このモデルはソフトウェアの脆弱性を迅速に発見および悪用する能力を持ち、サイバーセキュリティ上のリスクを大きく高め、サイバー軍拡競争を一層促進する可能性がある。
Fortuneの報道によると、Anthropicはこれまで公開してきた中で最も高性能なAIモデルのテストを開始したと伝えている。同社はこのモデルが性能面で「段階的な飛躍」を意味し、「これまでに構築した中で最も高性能なもの」であると説明している。現在は限られたアーリーアクセス顧客と共に挙動とリスクの評価を進めている。
この報道を受けて主要なソフトウェア関連銘柄は大幅に値を下げている。Palo Alto Networks(PANW)、Crowdstrike(CRWD)、Fortinet(FTNT)はそれぞれ4%から6%の下落を記録し、より広範なiShares Expanded Tech-Software Sector ETF(IGV)も2.5%下落した。
また、この夜間に発生した情報流出が影響し、ビットコイン(BTC)は数時間前に70,000ドルに迫っていた価格が66,000ドルにまで反落した可能性が指摘されている。
Fortuneの報告では、このモデルに関する詳細情報はAnthropicの内部資料が誤って公開されたデータストア上で閲覧可能となったことで判明した。
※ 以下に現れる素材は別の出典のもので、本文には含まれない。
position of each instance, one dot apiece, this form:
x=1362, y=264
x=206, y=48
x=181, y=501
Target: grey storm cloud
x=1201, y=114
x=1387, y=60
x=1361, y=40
該当する約3,000件の資料には未公開のドラフト発表文や内部コンテンツも含まれていた。
その中には「Claude Mythos」と名付けられたドラフトのブログ記事も含まれており、同モデルが深刻なサイバーセキュリティリスクをもたらし得ると警告し、ソフトウェアの脆弱性の特定および悪用能力に言及していた。
Anthropicは現在、Opus、Sonnet、Haikuという三つのモデル階層を提供しており、それぞれ規模やコスト、性能に違いがある。流出した資料により、新たに「Capybara」と呼ばれる階層を開発中であることが示されており、これは現時点で最も高度なモデルであるOpusをさらに上回る規模と知能を備えるものとされる。